Parasitic worms that go from the soil into humans and pet hosts may soon receive their eviction notices thanks to progress by UO researchers.
Testing potential new drugs that target the worms, which cause serious health problems in as many as 3 billion people mostly in economically poor regions lacking adequate sanitation, is now possible through the adaption of a device invented at the UO for other research.
UO biologist Janis Weeks led the transformation under a grant awarded to her in 2013 by the Bill & Melinda Gates Foundation‘s Grand Challenges Explorations program. The original device was designed to study the central nervous system in small organisms, particularly the roundworm Caenorhabditis elegans.
Many people carry one or all three of the common soil-transmitted worms Ascaris, whipworm and hookworm. They also infect livestock and pets.

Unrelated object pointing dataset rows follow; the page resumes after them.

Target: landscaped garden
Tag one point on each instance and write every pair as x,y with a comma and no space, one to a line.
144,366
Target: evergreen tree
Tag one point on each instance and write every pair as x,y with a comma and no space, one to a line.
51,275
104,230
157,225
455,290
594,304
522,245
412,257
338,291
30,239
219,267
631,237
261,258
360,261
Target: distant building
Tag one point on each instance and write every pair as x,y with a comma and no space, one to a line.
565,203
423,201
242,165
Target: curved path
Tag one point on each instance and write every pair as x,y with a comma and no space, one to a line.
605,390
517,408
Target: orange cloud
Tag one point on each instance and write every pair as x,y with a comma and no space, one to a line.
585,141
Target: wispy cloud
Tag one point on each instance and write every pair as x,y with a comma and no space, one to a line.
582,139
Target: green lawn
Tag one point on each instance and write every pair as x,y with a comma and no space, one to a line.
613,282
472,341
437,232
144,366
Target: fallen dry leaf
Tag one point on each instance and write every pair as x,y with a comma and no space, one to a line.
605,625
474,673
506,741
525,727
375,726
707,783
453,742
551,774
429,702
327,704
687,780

In a new paper, Weeks and colleagues confirmed that the tiny microfluidic chip allows for the screening of potential compounds or natural products for new treatments in up to eight live parasitic worms at a time. During testing, the worms are maintained in fluids similar to the environment experienced by larvae in their infective stage.
“I’ve been working in Africa for 20 years teaching neuroscience,” Weeks said. “I’ve seen the impacts of parasitic infections first-hand. I was working on C. elegans, and we had shown the connection of electrical signals to contractions in the worm’s pharynx. I thought our device had possibilities for looking at parasitic worms so I developed a proposal for a Gates Foundation grant.”

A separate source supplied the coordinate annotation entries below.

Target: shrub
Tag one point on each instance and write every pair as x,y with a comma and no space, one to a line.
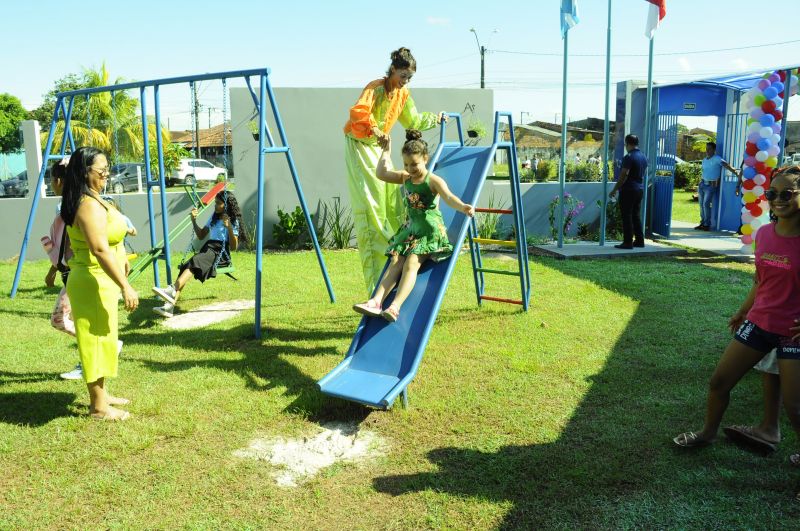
337,227
291,230
687,175
572,207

Her group’s findings were published in December in a special issue of the International Journal for Parasitology: Drugs and Drug Resistance. Preliminary findings were presented previously at a conference in San Diego that devoted to the fight against the worms.
After contact with soil, the worms’ larvae enter the body via the skin or ingestion. They thrive in the intestines, daily producing thousands of eggs. Their presence leads to such problems as anemia, malnutrition, vitamin-A deficiency, abdominal swelling, weight loss, diarrhea and intestinal inflammation. The effects are particularly damaging in children, whose physical and cognitive development can be stunted.
When the worms are in the device, electrical monitoring — similar to a human electrocardiogram — captures the signaling between neurons and muscles as the throat rhythmically pumps while feeding. When potentially disruptive compounds are injected, researchers can determine which ones disrupt the pumping to starve and eventually kill the worms.
Weeks and UO colleague Shawn Lockery, a biologist and co-author on the paper, initially developed the device for noninvasive studies of C. elegans, a widely used model organism. Four of the paper’s eight co-authors own equity in NemaMetrix Inc., which now holds the commercial license for that device. The UO owns the intellectual property and has a patent pending.
“We need new drugs against these soil-transmitted parasitic infections,” said Weeks, a member of the UO’s Institute of Neuroscience and African Studies Program. “For most of the successful drugs that act on neurons or muscles we have had no way to assay for this property. Our device provides a really specific test for potential new drugs, and it is rapid.”
There are shortcomings with therapeutics now used against infection, Weeks said. Among them is a growing threat of resistance. Each worm also requires separate drugs, which also pose health complications for pregnant women.
“All of the drugs used today to treat these infections in humans were initially discovered for use in animals,” Weeks said. “We hope our new tool will help to speed the design and discovery of new drug treatments.”